Additionally, in his amended complaint, Plaintiff contends that Counselor Kinard and Warden Adams violated his constitutional rights by failing to properly process his grievances concerning the incident with Dr. Nagle. "There is no constitutional right to participate in grievance proceedings." Adams v. Rice, 40 F.3d 72, 75 (4th Cir. 1994) ( quoting Flick v. Alba, 932 F.2d 728, 729 (8th Cir. 1991)). Accordingly, Plaintiff's claims that Adams and Kinard violated his right by failing to properly process his grievances are legally frivolous and will be dismissed.

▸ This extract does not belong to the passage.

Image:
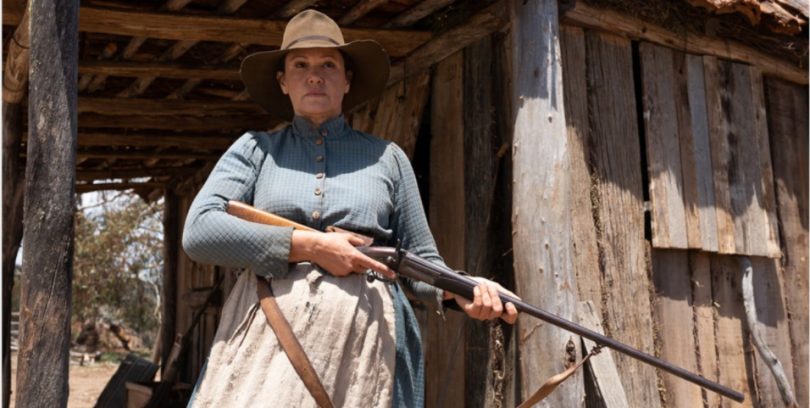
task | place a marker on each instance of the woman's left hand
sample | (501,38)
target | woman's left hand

Lastly, Plaintiff contends that Adams retaliated against him for complaining about Dr. Nagle and transferred him to a different prison. In order to state a non-frivolous claim of retaliation, the plaintiff "must allege either that the retaliatory act was taken in response to the exercise of a constitutionally protected right or that the act itself violated such a right." Id. Because Plaintiff did not enjoy a constitutional right to complain about Dr. Nagle's conduct or to avoid transfer to another prison, his claim of retaliation is frivolous and will be dismissed. See Cochran v. Morris, 73 F.3d 1310, 1318 (4th Cir. 1996). The action will be dismissed. The Clerk will be directed to note the disposition of the action for purposes of 28 U.S.C. § 1915(g).
An appropriate order will accompany this Memorandum Opinion.